We Dear Reader, hold the answers.
We are the thrifty and frugal people. We get by and live well on as little as possible. We know to stock pile when times are good to get us through when times are bad. We know to buy bags of logs and coal all summer long when prices are good. We shop for birthdays and Christmas all the year round and we put a few quid (and I know for some that it’s hard to do that but you still do) away on every pay day as we know we have to save for what we need. The thrifty people turn their garden to vegetables and grow their own. The frugal folk make their own clothes, their curtains and quilts. Thrifty people buy their clothes from carboot sales, off ebay and from charity shops and we alter them to suit us. Thrifty people learn to knit and keep their children warm with homemade clothes.
The days of plenty are over. Food is never going to be cheap again! We have the answers and have to share them. We have to teach our friends, our families, our children how to stretch every pound. We need to share our cooking skills, our thrifting skills, our gardening skills and our craft skills. We are the modern day survivors! We need to share our skills.
Anyone can become unemployed. I don’t want to demonise the poor, the government are doing that all by themselves. What I want is for everyone to safeguard as best they can against the poverty we may all face one day. We already know we will have tiny pensions and may never get a state pension when we reach ‘retirement’ which also may not exist when we get there. We know that gas and electric are currently unaffordable for some pensioners and we may well be in that situation.
Everyone needs to get used to living under their means so they can save for the future which most of us may not be able to afford! Everytime you think of eating out, stop and put the money into a savings account or use it to pay off some more of the mortgage capital. Every time you want some paid for entertainment or new clothes, stop and put the money away and make do with what you have.
Menu plan, stock take, batch cook, buy a few extras when you have some spare money. Learn a new skills, dig up part of your garden and think of what you can plant there. When you walk in the woods, pick up kindling sticks off the path and make it a new pastime. Learn a crafting skill of you tube and upcycle something in your home to give it a new lease of life.

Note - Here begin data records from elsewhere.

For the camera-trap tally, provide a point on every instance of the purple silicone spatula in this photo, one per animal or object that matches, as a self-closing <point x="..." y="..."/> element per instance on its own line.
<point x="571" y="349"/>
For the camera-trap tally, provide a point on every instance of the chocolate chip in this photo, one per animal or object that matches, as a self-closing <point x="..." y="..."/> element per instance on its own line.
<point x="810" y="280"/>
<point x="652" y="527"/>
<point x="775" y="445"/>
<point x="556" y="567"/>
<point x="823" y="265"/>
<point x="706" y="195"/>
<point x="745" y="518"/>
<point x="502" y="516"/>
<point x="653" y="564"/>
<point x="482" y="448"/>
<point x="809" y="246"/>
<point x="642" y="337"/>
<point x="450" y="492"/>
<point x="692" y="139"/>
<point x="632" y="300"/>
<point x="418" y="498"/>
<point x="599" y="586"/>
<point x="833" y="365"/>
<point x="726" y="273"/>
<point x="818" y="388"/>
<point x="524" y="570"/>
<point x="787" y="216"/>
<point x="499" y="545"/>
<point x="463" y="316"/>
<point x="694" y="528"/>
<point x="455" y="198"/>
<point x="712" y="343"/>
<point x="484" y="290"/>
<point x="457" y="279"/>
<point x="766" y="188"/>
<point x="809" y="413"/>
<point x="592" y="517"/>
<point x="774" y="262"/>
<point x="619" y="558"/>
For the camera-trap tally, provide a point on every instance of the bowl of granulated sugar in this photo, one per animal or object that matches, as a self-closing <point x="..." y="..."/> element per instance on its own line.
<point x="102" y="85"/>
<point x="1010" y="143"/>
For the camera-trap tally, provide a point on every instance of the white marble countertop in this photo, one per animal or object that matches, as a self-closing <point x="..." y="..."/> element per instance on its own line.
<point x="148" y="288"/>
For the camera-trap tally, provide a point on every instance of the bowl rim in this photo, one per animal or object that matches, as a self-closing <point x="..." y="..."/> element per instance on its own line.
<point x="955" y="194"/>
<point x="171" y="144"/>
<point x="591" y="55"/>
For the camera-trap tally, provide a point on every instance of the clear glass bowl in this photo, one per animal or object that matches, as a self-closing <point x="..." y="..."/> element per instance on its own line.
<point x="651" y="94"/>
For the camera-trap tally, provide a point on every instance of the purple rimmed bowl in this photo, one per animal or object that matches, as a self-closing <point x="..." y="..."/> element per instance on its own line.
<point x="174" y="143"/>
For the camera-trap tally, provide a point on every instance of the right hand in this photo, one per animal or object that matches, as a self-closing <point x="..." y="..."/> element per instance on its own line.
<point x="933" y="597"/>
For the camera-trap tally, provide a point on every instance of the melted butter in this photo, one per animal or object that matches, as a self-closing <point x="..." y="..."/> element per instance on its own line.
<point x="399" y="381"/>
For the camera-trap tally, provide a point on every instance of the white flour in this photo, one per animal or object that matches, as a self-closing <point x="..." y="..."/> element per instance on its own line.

As I said, I don’t want to demonise the poor but the savvy, thrifty, creative eschew debt and live on less. There are folk with the tiniest incomes who stay warm as they know how to trap heat and wrap up. Plenty of people on benefits eat healthily as they know how to cook and can create a lentil stew or pasta bake. There are many pensioners feeding themselves, their families and their friends really well as they know how to grow veg all year round. I watched some young men, who looked like students, fishing off Plymouth Hoe and were landing mackerel and I saw one teach the other how to dispatch it and gut it. It was literally a situation of ‘teach a man to fish’. I over heard the same man telling the other how to sprinkle it wish salt and pepper and dust with flour and then fry it. He was sharing his skill. We all need to do this.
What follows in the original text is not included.